My video pick this week is Short Term 12 because of its cast of then-emerging actors – Brie Larson, Kaitlyn Dever, LaKeith Stanfield, Rami Malek and John Gallagher Jr. – all before they became stars.

Here’s my original review of Short Term 12, which was high on my Best Movies of 2013.

Brie Larson

The Sacramento-born Brie Larson had a substantial career as a child actor – 19 screen credits before she turned 18, including 22 episodes of TV’s Raising Dad. As a young adult, she led up to Short Term 12 with superb supporting performances in The United States of Tara, Rampart and The Spectacular Now. Short Term 12 was the showcase for her capacity to carry a movie as an adult.

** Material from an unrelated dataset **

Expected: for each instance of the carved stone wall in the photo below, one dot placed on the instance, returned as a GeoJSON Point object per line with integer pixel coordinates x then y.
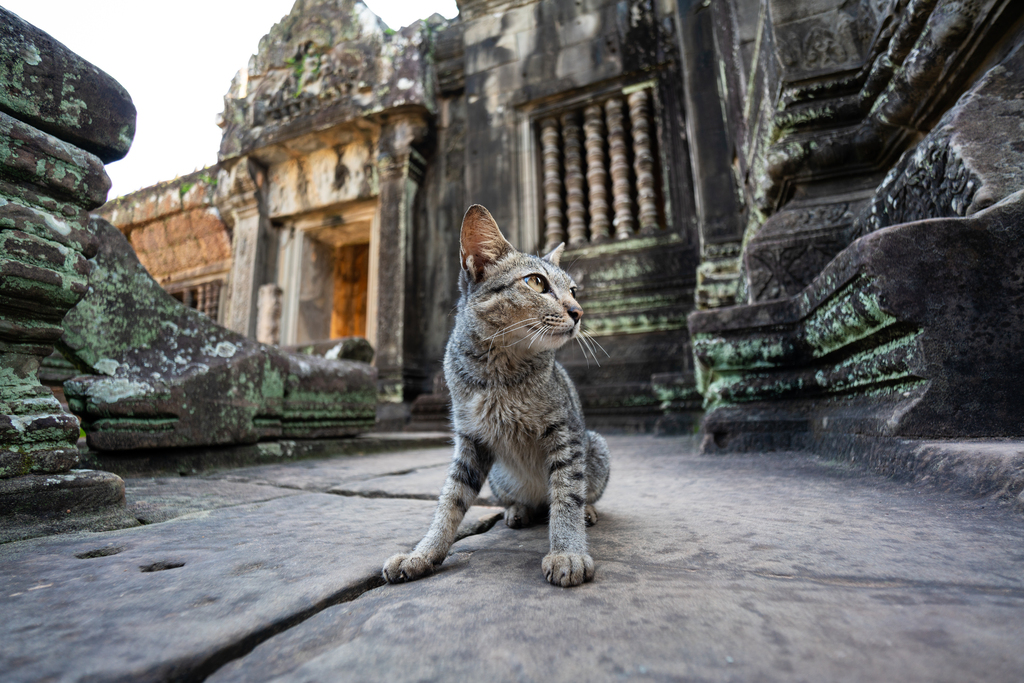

Still only 31, Larson has a Best Actress Oscar for Room and is printing herself money as Captain America. Larson has also made The Glass Castle and Just Mercy for Short Term 12 director Destin Daniel Cretton.

John Gallagher, Jr.

John Gallagher Jr., had delivered an achingly vulnerable performance in Margaret in 2005, but had the misfortune the film not being released until 2011 (and then barely at all) becuse of turmoil between writer-director Kenneth Lonergan and the studio. Gallagher is best know for the relatable Jim Harper in The Newsroom.

Kaitlyn Dever

Kaitlyn Dever just starred in Booksmart and was Golden Globe-nominated for Unbelievable. We got to see her grow up from age 15 to 19 as Loretta McCready in Justified. She had a great run of indies in 2013/2014 (The Spectacular Now, Short Term 12, Laggies), She’s still only 23.

LaKeith Stanfield

Short Term 12 was LaKeith Stanfield’s first feature. That got him in Selma. Stanfield was in two of the best recent films, Sorry to Bother You and Uncut Gems.

Rami Malek

Rami Malek, of course, won last year’s Best Actor Oscar for Bohemian Rhapsody.

Short Term 12 is available to be streamed from all the usual platforms.